After reading this article it made me think of the fact that I never considered myself a very organized person. My most common thing to do with clutter which I discovered bugs me more than I ever remember, I revert to trying to tidy it and put it a nice basket or box and off it goes till a look at it again in a couple of years. When you have a house and only 2 people living in it, it`s easy to do this. I now think I`m organized again. But why am I putting things in an attractive container to say I`m an organized person, when I should really look at why I still have it around in my life.
These guys have really made an impact over the last months on my relationship to stuff in my life and my buying habits. Most importantly was the fact that I defined who I was by what I owned instead of what I did and my experiences.

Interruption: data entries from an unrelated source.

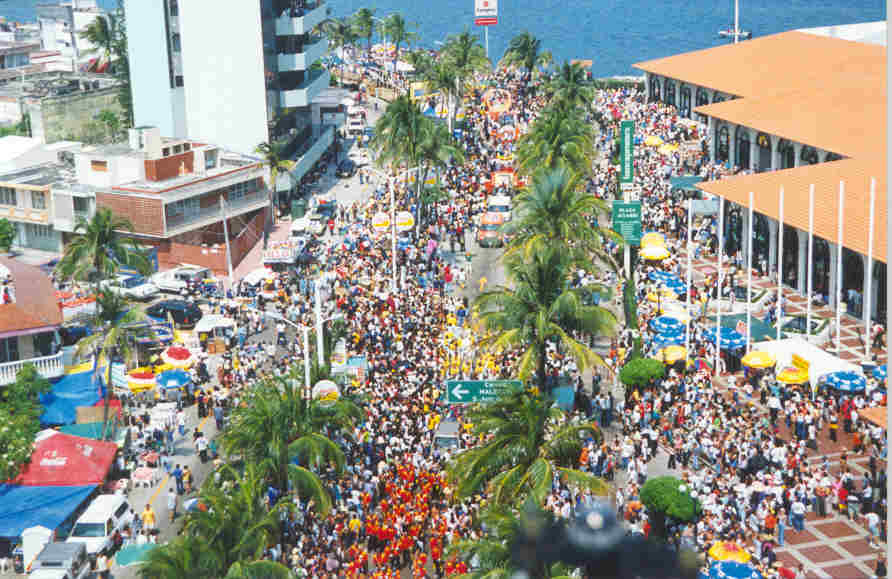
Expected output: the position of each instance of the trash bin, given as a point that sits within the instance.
(298, 208)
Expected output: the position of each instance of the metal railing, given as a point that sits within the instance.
(47, 366)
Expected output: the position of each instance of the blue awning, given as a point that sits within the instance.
(22, 507)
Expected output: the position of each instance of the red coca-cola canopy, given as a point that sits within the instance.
(65, 460)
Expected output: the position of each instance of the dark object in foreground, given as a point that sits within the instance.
(596, 542)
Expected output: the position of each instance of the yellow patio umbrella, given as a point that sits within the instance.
(793, 376)
(665, 295)
(654, 253)
(671, 354)
(729, 551)
(653, 238)
(757, 359)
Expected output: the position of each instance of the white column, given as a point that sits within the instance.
(802, 238)
(831, 275)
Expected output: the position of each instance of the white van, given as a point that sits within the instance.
(95, 528)
(499, 204)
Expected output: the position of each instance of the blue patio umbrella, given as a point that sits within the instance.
(729, 339)
(845, 381)
(664, 339)
(173, 380)
(733, 570)
(666, 324)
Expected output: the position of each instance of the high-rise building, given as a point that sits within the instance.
(236, 73)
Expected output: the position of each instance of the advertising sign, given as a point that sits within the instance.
(626, 152)
(486, 12)
(627, 221)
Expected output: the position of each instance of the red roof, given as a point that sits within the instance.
(35, 303)
(65, 460)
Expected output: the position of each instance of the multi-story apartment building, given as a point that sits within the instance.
(243, 77)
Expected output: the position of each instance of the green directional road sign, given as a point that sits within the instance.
(469, 391)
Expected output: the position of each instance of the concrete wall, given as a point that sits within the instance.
(67, 117)
(222, 54)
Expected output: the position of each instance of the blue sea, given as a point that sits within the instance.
(612, 33)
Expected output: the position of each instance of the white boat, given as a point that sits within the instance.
(729, 33)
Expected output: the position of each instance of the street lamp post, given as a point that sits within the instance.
(392, 186)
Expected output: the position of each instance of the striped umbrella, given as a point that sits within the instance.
(666, 324)
(729, 339)
(845, 381)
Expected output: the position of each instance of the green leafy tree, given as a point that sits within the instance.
(7, 234)
(666, 496)
(100, 248)
(20, 419)
(364, 25)
(641, 371)
(278, 423)
(560, 137)
(525, 51)
(540, 310)
(528, 444)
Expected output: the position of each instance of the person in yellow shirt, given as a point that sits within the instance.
(148, 518)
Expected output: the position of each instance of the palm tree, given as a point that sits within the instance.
(101, 34)
(99, 249)
(397, 30)
(399, 132)
(364, 25)
(528, 443)
(525, 51)
(560, 137)
(273, 156)
(553, 211)
(278, 424)
(341, 33)
(540, 310)
(569, 87)
(491, 553)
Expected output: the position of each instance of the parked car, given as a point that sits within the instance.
(61, 561)
(489, 233)
(184, 314)
(346, 168)
(135, 287)
(96, 527)
(180, 278)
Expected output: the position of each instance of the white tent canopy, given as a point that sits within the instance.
(820, 362)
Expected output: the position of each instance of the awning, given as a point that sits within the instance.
(22, 507)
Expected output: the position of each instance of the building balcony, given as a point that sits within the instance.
(182, 223)
(303, 94)
(48, 366)
(295, 23)
(303, 60)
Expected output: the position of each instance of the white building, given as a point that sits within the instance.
(238, 76)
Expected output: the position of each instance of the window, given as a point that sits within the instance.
(38, 200)
(7, 196)
(9, 349)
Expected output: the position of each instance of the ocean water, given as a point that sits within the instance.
(612, 33)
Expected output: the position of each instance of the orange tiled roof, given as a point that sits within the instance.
(774, 64)
(855, 173)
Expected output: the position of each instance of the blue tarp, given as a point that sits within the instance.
(26, 506)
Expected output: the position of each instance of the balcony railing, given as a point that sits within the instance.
(48, 366)
(303, 60)
(248, 202)
(303, 94)
(300, 20)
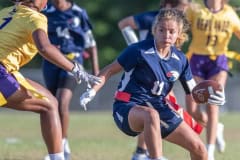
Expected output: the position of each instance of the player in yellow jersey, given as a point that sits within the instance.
(212, 25)
(23, 33)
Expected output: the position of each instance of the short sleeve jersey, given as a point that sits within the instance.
(211, 32)
(17, 23)
(68, 28)
(148, 77)
(144, 23)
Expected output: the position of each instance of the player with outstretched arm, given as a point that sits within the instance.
(150, 69)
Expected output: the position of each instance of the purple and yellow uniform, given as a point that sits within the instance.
(68, 30)
(149, 78)
(211, 34)
(17, 23)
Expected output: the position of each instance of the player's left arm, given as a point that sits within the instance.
(91, 47)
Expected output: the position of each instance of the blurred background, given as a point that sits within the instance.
(104, 15)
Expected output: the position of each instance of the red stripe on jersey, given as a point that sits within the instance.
(122, 96)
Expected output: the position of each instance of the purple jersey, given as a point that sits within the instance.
(148, 77)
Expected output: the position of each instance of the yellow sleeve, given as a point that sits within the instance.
(37, 21)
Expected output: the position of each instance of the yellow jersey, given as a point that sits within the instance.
(211, 32)
(17, 23)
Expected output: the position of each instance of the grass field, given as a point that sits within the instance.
(93, 136)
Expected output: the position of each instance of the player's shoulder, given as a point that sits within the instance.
(77, 8)
(196, 7)
(178, 54)
(228, 8)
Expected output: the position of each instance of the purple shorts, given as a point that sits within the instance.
(8, 83)
(204, 67)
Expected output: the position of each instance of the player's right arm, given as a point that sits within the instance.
(53, 55)
(49, 51)
(105, 74)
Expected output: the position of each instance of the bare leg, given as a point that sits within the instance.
(188, 139)
(49, 118)
(147, 120)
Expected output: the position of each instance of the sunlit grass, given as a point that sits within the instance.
(92, 135)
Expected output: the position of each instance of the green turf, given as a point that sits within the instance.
(92, 136)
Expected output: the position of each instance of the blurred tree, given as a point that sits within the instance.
(105, 14)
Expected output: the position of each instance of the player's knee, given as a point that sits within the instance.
(198, 149)
(152, 117)
(52, 105)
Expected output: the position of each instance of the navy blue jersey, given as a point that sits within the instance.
(147, 76)
(66, 29)
(144, 23)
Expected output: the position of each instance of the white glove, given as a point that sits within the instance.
(79, 74)
(86, 97)
(217, 98)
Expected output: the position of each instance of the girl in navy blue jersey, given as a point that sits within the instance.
(150, 69)
(141, 23)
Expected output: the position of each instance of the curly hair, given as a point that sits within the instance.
(179, 17)
(173, 3)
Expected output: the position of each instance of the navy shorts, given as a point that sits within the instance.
(121, 111)
(204, 67)
(8, 83)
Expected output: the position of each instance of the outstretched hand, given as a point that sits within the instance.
(79, 74)
(217, 98)
(86, 97)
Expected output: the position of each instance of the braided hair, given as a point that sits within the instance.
(178, 16)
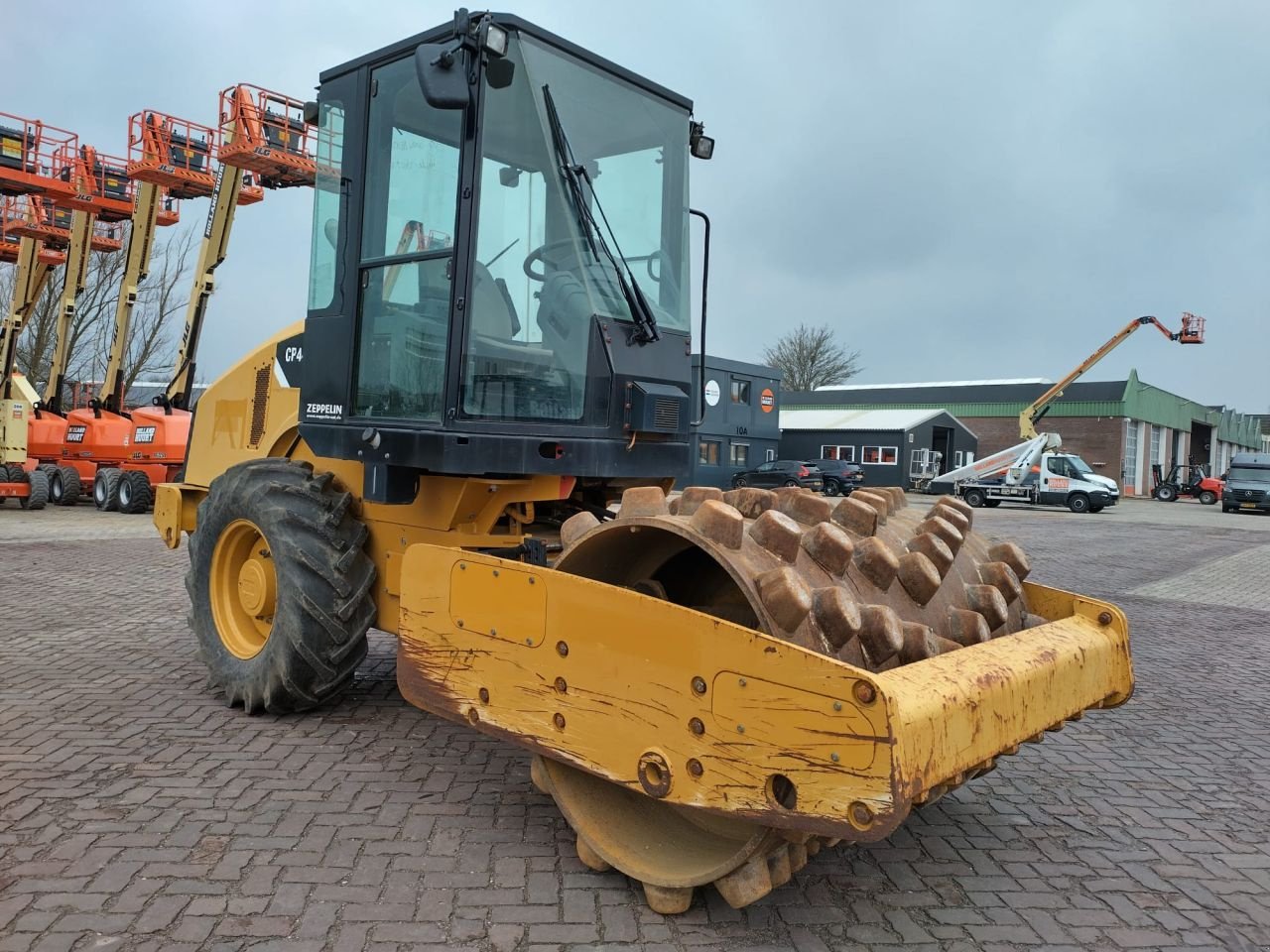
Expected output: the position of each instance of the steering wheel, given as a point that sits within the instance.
(543, 252)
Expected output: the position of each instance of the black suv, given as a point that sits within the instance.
(839, 477)
(781, 472)
(1247, 484)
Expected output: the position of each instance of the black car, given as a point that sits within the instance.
(839, 477)
(780, 472)
(1247, 484)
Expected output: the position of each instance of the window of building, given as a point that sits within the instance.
(1132, 465)
(880, 456)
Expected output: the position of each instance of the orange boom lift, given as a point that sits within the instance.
(261, 132)
(31, 163)
(91, 220)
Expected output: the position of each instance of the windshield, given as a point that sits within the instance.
(1252, 474)
(543, 278)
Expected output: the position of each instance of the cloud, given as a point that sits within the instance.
(962, 189)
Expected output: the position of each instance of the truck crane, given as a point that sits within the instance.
(263, 135)
(1191, 333)
(32, 158)
(93, 438)
(102, 203)
(1033, 471)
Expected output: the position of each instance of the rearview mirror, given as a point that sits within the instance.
(443, 77)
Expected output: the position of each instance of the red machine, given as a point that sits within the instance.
(261, 132)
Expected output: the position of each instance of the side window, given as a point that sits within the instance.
(322, 263)
(412, 199)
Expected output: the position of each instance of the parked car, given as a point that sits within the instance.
(1247, 484)
(839, 477)
(781, 472)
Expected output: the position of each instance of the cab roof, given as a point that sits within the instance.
(509, 22)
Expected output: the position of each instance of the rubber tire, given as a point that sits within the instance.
(325, 592)
(135, 493)
(64, 486)
(39, 495)
(105, 490)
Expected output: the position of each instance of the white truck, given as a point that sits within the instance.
(1032, 472)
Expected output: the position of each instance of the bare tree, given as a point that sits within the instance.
(150, 347)
(812, 357)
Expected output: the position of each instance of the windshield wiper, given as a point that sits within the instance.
(574, 175)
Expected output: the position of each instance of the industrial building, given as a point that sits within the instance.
(894, 445)
(1120, 428)
(739, 426)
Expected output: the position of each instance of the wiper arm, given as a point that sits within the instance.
(574, 175)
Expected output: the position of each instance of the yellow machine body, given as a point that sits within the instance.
(658, 698)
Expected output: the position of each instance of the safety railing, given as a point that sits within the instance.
(266, 132)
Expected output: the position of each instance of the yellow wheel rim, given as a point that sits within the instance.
(244, 589)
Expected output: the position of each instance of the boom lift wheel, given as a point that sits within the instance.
(105, 490)
(64, 486)
(39, 495)
(135, 494)
(280, 587)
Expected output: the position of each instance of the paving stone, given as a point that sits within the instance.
(137, 812)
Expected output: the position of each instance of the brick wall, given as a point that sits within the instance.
(1096, 439)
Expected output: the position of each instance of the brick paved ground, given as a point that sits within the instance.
(136, 812)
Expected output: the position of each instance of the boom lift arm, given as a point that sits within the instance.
(76, 277)
(1192, 333)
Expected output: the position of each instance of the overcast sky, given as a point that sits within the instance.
(960, 189)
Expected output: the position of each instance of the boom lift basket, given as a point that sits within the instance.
(1193, 329)
(172, 153)
(266, 132)
(12, 218)
(31, 157)
(100, 182)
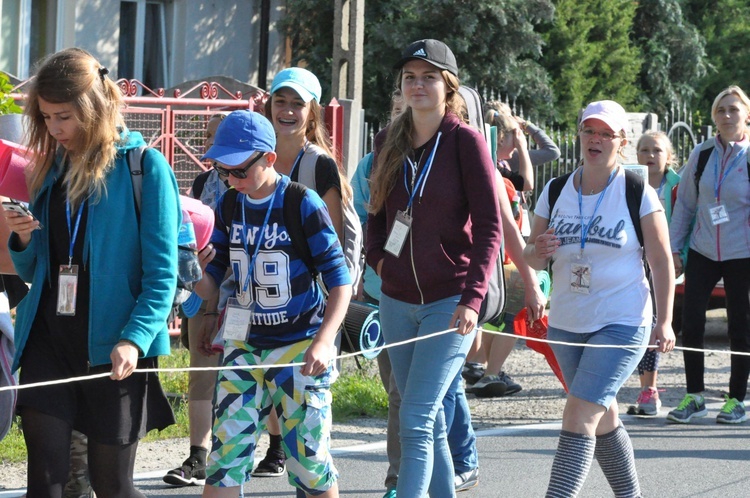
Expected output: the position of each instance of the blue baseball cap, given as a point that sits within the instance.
(300, 80)
(239, 136)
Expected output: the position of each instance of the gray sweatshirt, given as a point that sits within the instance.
(730, 240)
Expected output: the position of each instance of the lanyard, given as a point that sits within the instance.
(297, 161)
(585, 227)
(251, 264)
(719, 179)
(422, 179)
(74, 234)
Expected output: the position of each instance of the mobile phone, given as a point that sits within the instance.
(17, 207)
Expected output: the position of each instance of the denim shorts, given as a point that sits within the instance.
(596, 374)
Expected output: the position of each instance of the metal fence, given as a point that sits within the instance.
(176, 125)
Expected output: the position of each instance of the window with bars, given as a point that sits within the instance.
(143, 43)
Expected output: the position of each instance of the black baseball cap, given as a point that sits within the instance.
(435, 52)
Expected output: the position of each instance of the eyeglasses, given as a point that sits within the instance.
(605, 135)
(240, 173)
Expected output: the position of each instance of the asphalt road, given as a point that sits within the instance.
(702, 459)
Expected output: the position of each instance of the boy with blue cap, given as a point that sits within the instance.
(276, 315)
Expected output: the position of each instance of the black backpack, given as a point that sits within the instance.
(493, 305)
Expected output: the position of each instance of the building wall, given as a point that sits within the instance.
(205, 38)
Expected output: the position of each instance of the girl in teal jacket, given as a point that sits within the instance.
(103, 279)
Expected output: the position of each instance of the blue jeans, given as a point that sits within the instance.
(596, 374)
(424, 371)
(461, 438)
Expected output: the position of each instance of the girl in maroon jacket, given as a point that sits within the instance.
(432, 236)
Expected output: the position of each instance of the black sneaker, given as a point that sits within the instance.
(192, 473)
(512, 386)
(467, 480)
(472, 372)
(490, 386)
(273, 465)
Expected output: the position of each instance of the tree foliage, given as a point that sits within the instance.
(551, 57)
(495, 43)
(674, 55)
(590, 56)
(723, 23)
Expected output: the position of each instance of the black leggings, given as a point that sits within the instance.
(48, 445)
(701, 276)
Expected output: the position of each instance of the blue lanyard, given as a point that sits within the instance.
(718, 180)
(74, 234)
(299, 158)
(585, 227)
(422, 179)
(251, 263)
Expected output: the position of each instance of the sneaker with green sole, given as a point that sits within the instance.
(692, 405)
(733, 412)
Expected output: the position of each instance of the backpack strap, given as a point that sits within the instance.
(199, 183)
(134, 157)
(634, 186)
(555, 188)
(707, 148)
(293, 196)
(228, 203)
(308, 166)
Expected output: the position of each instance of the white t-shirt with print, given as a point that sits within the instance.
(619, 290)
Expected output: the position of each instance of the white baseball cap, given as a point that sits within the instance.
(608, 111)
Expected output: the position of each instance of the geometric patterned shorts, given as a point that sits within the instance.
(244, 398)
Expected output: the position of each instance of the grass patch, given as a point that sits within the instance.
(13, 447)
(357, 394)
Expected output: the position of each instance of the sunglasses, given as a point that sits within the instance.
(240, 173)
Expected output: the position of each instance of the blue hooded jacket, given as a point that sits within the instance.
(132, 264)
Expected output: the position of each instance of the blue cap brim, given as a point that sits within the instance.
(303, 92)
(227, 155)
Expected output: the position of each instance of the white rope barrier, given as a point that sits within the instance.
(358, 353)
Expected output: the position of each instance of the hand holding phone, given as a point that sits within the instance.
(17, 207)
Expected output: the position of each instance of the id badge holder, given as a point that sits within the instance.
(400, 230)
(67, 290)
(237, 320)
(580, 274)
(718, 212)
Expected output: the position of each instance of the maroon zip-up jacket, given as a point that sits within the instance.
(455, 234)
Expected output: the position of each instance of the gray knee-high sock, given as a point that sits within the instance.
(571, 464)
(614, 452)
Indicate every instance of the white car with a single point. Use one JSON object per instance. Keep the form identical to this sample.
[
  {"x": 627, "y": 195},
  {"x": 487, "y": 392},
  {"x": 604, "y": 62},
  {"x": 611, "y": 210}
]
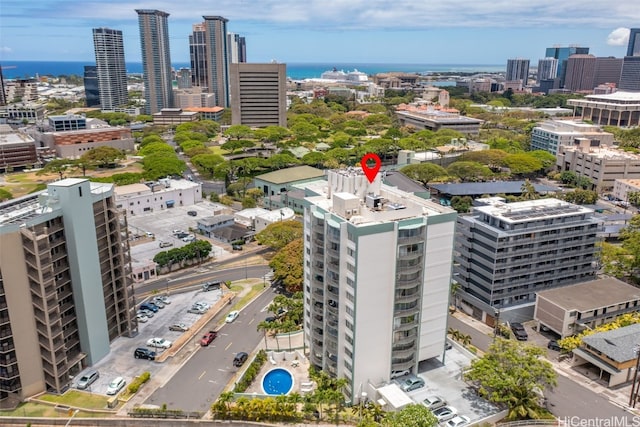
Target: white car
[
  {"x": 115, "y": 386},
  {"x": 458, "y": 421},
  {"x": 232, "y": 316},
  {"x": 159, "y": 343}
]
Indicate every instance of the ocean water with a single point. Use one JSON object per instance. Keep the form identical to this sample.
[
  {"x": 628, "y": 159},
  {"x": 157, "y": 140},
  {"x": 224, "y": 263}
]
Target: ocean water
[{"x": 296, "y": 71}]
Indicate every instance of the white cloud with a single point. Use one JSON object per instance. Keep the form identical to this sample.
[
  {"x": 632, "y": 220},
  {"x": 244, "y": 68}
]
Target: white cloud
[{"x": 618, "y": 37}]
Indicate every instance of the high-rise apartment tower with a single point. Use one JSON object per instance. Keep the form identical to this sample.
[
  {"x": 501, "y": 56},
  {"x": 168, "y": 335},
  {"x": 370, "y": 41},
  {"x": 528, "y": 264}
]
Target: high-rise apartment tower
[
  {"x": 156, "y": 59},
  {"x": 110, "y": 68},
  {"x": 65, "y": 286}
]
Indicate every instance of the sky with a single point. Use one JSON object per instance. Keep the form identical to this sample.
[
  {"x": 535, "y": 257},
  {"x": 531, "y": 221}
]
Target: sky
[{"x": 331, "y": 31}]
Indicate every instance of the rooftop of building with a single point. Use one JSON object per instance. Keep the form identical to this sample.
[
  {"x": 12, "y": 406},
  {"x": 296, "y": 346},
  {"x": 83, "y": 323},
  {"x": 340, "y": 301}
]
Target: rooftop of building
[
  {"x": 618, "y": 344},
  {"x": 215, "y": 220},
  {"x": 615, "y": 96},
  {"x": 532, "y": 210},
  {"x": 162, "y": 185},
  {"x": 591, "y": 295},
  {"x": 297, "y": 173},
  {"x": 493, "y": 187}
]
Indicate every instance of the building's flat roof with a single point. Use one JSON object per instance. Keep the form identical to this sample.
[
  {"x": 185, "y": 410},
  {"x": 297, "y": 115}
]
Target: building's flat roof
[
  {"x": 291, "y": 174},
  {"x": 591, "y": 295},
  {"x": 618, "y": 344},
  {"x": 496, "y": 187}
]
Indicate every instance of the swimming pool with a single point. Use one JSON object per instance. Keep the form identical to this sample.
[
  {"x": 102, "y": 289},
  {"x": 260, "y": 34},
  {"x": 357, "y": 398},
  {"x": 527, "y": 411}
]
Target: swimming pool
[{"x": 277, "y": 381}]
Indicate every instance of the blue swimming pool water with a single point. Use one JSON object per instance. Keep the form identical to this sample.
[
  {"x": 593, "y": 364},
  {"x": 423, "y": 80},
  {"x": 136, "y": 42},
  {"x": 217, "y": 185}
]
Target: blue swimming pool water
[{"x": 277, "y": 381}]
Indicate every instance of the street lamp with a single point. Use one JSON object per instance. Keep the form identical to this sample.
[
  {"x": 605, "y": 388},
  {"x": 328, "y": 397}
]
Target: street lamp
[{"x": 633, "y": 399}]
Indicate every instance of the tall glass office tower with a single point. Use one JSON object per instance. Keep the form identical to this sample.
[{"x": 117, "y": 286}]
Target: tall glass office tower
[{"x": 156, "y": 59}]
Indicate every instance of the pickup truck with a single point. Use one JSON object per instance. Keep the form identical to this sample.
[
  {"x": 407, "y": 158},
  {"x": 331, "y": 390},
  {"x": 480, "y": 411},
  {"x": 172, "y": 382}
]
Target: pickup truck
[{"x": 208, "y": 338}]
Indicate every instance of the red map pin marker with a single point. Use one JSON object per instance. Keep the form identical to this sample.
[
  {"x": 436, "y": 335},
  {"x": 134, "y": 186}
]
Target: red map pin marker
[{"x": 370, "y": 172}]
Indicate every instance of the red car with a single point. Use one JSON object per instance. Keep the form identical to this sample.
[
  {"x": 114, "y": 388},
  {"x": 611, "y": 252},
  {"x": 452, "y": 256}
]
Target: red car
[{"x": 208, "y": 338}]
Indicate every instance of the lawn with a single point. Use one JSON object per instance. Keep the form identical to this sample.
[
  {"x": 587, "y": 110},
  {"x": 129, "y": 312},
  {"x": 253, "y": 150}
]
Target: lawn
[{"x": 78, "y": 399}]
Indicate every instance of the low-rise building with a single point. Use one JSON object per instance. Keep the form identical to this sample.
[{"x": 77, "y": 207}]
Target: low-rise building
[
  {"x": 622, "y": 188},
  {"x": 551, "y": 134},
  {"x": 599, "y": 163},
  {"x": 17, "y": 149},
  {"x": 611, "y": 109},
  {"x": 613, "y": 352},
  {"x": 571, "y": 309},
  {"x": 75, "y": 143},
  {"x": 138, "y": 199}
]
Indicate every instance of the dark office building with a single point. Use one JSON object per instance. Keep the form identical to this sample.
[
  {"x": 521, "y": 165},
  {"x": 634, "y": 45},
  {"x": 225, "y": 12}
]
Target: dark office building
[{"x": 91, "y": 90}]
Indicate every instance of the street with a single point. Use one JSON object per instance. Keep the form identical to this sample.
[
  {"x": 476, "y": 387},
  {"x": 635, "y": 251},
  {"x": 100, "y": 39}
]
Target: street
[
  {"x": 203, "y": 377},
  {"x": 569, "y": 399}
]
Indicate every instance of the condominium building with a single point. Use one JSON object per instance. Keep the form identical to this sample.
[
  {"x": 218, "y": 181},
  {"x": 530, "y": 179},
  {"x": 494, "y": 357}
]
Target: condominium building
[
  {"x": 580, "y": 73},
  {"x": 613, "y": 109},
  {"x": 65, "y": 291},
  {"x": 217, "y": 59},
  {"x": 377, "y": 272},
  {"x": 506, "y": 252},
  {"x": 91, "y": 87},
  {"x": 156, "y": 59},
  {"x": 110, "y": 67},
  {"x": 633, "y": 49},
  {"x": 547, "y": 69},
  {"x": 630, "y": 75},
  {"x": 601, "y": 164},
  {"x": 552, "y": 134},
  {"x": 562, "y": 54},
  {"x": 198, "y": 56},
  {"x": 607, "y": 70},
  {"x": 259, "y": 94}
]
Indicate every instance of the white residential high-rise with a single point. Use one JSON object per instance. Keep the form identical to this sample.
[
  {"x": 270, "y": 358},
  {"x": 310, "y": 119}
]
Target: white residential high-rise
[
  {"x": 110, "y": 68},
  {"x": 377, "y": 269}
]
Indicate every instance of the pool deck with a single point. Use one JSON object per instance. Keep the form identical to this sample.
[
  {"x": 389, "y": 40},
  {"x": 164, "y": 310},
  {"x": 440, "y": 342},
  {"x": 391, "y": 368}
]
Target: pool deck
[{"x": 292, "y": 362}]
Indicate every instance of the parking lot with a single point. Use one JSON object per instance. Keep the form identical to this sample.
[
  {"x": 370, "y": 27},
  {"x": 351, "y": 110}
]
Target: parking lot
[
  {"x": 120, "y": 361},
  {"x": 445, "y": 381},
  {"x": 161, "y": 225}
]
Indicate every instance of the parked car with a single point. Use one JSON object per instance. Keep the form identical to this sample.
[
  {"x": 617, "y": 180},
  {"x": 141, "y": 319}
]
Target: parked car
[
  {"x": 434, "y": 402},
  {"x": 144, "y": 353},
  {"x": 147, "y": 313},
  {"x": 458, "y": 421},
  {"x": 232, "y": 316},
  {"x": 115, "y": 386},
  {"x": 196, "y": 309},
  {"x": 165, "y": 299},
  {"x": 208, "y": 338},
  {"x": 445, "y": 413},
  {"x": 180, "y": 327},
  {"x": 239, "y": 359},
  {"x": 211, "y": 286},
  {"x": 411, "y": 382},
  {"x": 149, "y": 306},
  {"x": 159, "y": 343},
  {"x": 398, "y": 374},
  {"x": 553, "y": 345},
  {"x": 87, "y": 379}
]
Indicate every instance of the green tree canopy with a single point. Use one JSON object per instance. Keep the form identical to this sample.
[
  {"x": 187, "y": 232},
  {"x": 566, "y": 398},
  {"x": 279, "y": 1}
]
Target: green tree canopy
[
  {"x": 514, "y": 375},
  {"x": 424, "y": 172},
  {"x": 279, "y": 234}
]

This essay was written by The Minimalist :
We need to start thinking of organizing as a dirty word. It is, in fact, a sneaky little profanity—a pernicious little booger—who keeps us from simplifying our lives.
Our televisions would have us believe that there’s a battle being fought on the consumption continuum, a battle between the organizers and the hoarders. And from our couches it’s hard to see who’s winning.
We’d like to posit to you, however, that these two sides are working together, colluding to achieve the same thing: the accumulation of more stuff. One side—the hoarders—does so overtly, leaving everything out in the open, making them easy targets to sneer at. But the other side—the sneaky organizers—are more covert, more systematic, more devious when it comes to the accumulation of stuff. Ultimately, though, organizing is nothing more than well-planned hoarding.
Sure, both sides go about their hoarding differently, but the end result is not appreciably different. Whether our homes are strewn with wall-to-wall material possessions or we have a complex ordinal item-dispersal system, color-coded and alphabetized, we’re still not dealing with the real problem.
No matter how organized we are, we must continue to care for the stuff we organize, cleaning and sorting our methodically structured belongings. When we get rid of the superfluous stuff, however, we can focus on life’s more important aspects. Said another way: We can spend the day focusing on our health, on our relationships, on pursuing what we’re passionate about. Or we could, of course, reorganize our basement again.
Once the excess stuff is out of the way, staying organized is much easier anyway.